Now don't freak out. I'm not actually "becoming raw."
But I must admit, I was hoping some folks would read the title and think for a second that I'm giving up fried tofu and butter-soymilk biscuits. Psyche! Don't worry. You can pry cooked vegan foods from my cold dead hands.
I am, however, trying to work more raw meals into my life. I've done away with Raw Food Tuesday, which some of y'all might remember as my monthly all-raw, one-day food cleanse. Instead, I'm trying to work a few mostly raw dinners and lunches into my regular routine ... rather than only eat raw for one day a month. A great resource for this new plan is Becoming Raw: The Essential Guide to Raw Vegan Diets by Brenda Davis and Vesanto Melina (hence the name of this post).

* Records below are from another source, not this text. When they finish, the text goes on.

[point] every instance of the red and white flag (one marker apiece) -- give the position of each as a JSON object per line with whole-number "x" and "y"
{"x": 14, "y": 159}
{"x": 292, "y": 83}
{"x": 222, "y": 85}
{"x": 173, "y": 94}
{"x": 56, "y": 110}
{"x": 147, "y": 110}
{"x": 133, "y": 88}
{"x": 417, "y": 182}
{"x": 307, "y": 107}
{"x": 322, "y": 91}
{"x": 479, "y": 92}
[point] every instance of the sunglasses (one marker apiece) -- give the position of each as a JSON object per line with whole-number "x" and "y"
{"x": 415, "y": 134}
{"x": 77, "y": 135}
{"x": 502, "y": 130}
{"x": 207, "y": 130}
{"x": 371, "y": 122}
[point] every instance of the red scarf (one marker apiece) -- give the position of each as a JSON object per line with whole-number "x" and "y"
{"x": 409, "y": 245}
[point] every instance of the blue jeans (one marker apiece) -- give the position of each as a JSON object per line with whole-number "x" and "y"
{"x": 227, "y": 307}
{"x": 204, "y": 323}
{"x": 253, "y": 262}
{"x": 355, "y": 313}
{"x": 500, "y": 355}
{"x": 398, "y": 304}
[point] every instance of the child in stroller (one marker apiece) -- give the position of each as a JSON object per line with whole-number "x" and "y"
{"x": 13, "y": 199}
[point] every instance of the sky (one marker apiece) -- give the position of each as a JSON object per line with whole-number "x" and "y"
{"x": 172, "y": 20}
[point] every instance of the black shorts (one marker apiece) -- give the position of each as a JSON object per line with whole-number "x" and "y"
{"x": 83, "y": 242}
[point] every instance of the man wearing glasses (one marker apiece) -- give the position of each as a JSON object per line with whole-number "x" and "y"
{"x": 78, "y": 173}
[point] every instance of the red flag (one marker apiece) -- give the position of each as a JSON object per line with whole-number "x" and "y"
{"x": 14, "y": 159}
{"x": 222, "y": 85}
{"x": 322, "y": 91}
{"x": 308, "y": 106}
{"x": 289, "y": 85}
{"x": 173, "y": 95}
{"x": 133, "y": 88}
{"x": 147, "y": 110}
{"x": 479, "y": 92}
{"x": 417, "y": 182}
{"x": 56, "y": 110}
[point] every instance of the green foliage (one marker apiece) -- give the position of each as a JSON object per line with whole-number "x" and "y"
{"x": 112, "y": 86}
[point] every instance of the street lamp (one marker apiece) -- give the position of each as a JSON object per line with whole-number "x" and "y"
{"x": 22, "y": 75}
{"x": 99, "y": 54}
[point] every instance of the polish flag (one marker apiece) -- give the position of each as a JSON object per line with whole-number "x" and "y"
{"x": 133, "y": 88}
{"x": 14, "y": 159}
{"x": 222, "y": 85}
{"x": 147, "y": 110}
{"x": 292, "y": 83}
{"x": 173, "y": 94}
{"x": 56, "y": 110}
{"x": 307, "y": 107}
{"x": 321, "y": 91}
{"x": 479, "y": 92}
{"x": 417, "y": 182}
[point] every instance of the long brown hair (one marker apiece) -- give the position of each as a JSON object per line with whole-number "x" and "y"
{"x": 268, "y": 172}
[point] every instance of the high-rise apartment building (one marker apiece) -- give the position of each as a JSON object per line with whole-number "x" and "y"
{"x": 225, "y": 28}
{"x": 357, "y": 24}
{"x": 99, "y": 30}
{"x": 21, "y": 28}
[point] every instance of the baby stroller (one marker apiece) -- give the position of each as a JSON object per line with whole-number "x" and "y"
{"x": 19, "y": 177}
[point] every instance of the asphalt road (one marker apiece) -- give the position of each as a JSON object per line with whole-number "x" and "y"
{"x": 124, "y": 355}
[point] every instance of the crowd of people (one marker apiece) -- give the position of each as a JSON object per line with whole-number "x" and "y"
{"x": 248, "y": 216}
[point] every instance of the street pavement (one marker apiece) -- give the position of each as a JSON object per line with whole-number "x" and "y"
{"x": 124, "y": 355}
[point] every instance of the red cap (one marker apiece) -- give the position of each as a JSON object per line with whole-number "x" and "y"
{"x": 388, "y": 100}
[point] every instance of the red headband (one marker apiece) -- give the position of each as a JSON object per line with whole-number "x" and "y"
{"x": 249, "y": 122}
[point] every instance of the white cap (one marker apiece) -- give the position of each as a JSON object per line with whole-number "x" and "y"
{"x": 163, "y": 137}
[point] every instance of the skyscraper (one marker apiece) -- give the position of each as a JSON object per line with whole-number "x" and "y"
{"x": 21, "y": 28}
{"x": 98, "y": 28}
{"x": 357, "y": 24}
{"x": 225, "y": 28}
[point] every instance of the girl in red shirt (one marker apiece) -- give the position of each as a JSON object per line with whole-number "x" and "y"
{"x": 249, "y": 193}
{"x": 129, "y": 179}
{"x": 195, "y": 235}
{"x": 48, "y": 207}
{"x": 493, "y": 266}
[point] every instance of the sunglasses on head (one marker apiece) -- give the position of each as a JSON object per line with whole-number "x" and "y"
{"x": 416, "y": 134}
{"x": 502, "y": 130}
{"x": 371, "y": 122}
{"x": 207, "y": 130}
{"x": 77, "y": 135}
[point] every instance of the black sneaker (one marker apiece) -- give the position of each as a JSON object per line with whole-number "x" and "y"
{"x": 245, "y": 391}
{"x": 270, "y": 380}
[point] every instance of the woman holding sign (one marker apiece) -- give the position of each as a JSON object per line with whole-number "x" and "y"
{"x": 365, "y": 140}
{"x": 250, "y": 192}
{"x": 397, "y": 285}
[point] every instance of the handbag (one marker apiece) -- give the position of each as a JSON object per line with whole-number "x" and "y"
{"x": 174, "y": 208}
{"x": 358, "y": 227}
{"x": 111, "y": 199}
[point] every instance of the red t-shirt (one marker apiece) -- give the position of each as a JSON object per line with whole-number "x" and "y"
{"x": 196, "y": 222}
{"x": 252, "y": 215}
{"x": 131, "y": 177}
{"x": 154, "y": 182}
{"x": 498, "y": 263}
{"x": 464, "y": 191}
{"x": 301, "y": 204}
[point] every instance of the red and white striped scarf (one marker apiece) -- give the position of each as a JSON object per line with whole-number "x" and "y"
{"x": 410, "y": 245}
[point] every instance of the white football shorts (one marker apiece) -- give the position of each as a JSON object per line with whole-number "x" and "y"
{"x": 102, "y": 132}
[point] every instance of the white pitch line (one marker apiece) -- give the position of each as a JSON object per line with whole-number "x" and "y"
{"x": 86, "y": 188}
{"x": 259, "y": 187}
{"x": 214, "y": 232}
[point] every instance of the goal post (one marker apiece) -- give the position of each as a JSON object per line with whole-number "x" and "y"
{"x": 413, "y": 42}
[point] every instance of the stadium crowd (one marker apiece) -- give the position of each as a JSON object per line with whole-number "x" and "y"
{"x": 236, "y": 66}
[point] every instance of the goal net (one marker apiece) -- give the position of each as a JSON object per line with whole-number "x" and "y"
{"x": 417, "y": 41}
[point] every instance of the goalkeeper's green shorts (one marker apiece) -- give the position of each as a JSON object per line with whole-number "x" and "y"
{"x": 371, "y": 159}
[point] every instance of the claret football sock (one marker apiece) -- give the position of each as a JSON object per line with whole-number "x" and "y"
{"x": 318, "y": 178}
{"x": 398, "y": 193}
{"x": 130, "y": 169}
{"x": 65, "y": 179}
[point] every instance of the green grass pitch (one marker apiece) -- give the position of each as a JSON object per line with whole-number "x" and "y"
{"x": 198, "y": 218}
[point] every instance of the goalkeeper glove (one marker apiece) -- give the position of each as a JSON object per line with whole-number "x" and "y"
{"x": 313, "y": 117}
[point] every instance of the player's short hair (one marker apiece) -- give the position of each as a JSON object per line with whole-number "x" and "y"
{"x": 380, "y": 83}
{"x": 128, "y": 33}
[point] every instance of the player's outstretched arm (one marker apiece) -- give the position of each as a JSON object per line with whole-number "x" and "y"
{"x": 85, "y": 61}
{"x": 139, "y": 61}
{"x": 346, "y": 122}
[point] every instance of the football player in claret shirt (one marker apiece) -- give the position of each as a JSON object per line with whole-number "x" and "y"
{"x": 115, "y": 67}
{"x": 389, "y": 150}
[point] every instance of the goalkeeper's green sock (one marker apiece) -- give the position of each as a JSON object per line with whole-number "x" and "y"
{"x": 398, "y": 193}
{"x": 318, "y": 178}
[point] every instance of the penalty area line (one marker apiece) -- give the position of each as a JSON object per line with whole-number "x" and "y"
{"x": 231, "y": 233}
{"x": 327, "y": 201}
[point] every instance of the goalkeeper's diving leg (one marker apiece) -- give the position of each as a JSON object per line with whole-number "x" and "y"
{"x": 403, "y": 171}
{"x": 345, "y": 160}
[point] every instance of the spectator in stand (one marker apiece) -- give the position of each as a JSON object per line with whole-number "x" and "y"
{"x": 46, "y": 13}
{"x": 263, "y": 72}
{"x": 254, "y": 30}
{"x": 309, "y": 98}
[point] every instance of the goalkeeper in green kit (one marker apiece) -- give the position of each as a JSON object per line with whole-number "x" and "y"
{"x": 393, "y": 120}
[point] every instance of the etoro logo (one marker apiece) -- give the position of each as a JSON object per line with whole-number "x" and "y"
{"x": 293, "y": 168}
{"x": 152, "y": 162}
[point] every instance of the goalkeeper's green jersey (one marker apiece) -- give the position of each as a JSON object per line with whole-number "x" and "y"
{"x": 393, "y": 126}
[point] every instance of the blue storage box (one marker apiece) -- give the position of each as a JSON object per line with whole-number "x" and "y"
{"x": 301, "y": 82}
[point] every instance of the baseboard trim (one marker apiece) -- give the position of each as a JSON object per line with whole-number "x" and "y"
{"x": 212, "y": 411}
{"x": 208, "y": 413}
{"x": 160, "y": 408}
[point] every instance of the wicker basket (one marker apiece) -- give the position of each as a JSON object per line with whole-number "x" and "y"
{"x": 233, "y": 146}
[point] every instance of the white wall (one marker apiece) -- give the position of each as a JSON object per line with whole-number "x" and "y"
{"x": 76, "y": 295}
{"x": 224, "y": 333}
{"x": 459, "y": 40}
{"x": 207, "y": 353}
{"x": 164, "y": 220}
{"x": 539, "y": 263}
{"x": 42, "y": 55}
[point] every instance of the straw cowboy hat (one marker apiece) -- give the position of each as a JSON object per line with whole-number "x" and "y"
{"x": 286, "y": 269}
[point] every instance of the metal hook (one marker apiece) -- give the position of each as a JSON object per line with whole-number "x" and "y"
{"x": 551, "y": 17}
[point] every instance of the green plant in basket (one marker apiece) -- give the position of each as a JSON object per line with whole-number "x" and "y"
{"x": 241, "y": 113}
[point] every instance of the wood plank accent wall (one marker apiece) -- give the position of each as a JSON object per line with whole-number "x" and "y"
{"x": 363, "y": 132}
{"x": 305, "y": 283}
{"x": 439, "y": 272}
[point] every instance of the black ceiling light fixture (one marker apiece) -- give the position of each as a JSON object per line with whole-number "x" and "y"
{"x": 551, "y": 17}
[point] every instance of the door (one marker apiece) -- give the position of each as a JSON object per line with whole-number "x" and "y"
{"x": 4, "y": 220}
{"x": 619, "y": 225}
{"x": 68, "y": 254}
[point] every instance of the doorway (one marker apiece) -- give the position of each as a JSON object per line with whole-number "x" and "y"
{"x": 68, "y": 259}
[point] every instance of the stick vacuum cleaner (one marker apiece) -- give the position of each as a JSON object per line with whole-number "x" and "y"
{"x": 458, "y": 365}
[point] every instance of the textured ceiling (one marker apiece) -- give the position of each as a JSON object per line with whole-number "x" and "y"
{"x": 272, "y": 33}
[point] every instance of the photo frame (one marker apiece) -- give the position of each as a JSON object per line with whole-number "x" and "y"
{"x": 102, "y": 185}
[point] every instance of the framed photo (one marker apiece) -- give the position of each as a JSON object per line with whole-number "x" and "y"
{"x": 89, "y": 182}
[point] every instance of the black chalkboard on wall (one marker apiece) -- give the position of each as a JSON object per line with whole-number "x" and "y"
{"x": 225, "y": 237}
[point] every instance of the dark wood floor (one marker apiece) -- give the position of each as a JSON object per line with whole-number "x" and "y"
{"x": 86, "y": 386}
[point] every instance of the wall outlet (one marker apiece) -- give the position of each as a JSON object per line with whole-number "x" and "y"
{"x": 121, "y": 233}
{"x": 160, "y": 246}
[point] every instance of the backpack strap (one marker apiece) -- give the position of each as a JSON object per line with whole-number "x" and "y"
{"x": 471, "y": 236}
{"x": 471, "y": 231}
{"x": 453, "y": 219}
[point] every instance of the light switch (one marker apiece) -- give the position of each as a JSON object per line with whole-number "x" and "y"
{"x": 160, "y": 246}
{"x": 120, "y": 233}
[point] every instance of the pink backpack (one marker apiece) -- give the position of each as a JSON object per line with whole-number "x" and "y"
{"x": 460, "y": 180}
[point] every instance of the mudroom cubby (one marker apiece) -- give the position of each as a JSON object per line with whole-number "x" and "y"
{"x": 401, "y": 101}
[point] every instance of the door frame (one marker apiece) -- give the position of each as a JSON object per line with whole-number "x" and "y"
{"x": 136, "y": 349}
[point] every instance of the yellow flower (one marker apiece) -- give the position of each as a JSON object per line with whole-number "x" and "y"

Becoming Raw is a new resource book/cookbook published by the Book Publishing Company in Summertown, Tennessee. The first 249 pages are purely informational, and I would guess that it may be one of the most exhaustive volumes on raw diets.
Everything you've ever wanted to know about the history of raw foodism, recommended carb and protein intakes, how the body detoxifies, what minerals are in which raw foods, how enzymes work, and hundreds of other topics are in this book. I especially loved the essay on why coconut oil is good for you in moderation despite its high saturated fat content. And the chapter busting raw safety food myths was loaded with interesting trivia. Who knew some people believe raw sprouts could be a potential source of bacteria? That's a myth the authors busted, by the way.
The back half of Becoming Raw contains recipes, a few of which are crossovers from the authors' other cookbook The Raw Food Revolution Diet. Flipping through to pick out a test recipe, I kept coming back to this Pesto and Sundried Tomato Pizza with Veggies:
The crispy, cracker-like "crust" is made from soaked and dehydrated buckwheat groats and sunflower seeds. Italian herbs lend the crust a pizza-like flavor. It's topped with an out-of-this-world sundried tomato sauce (which I think will be my new go-to raw marinara ... so good!) and pesto. For the veggies, I used diced red bell pepper, diced zucchini, grated carrot, and red onion. Those are marinated overnight in a delicious olive oil/vinegar marinade.
Though Becoming Raw doesn't have a ton of recipes, the ones the authors included sound amazing — Coconut Macaroons, Celeriac Linguine with Bolognese Sauce and Hemp Parmesan, Herbed Almond Cheese, Sunflower-Hemp Milk. Sound delicious? Told ya so.
If I ever decided to give up cooked food (don't hold your breath), Becoming Raw would be the source I'd turn to for vital information about maintaining health on a raw or high-raw diet. It's like a freakin' encycolpedia of rawsome-ness.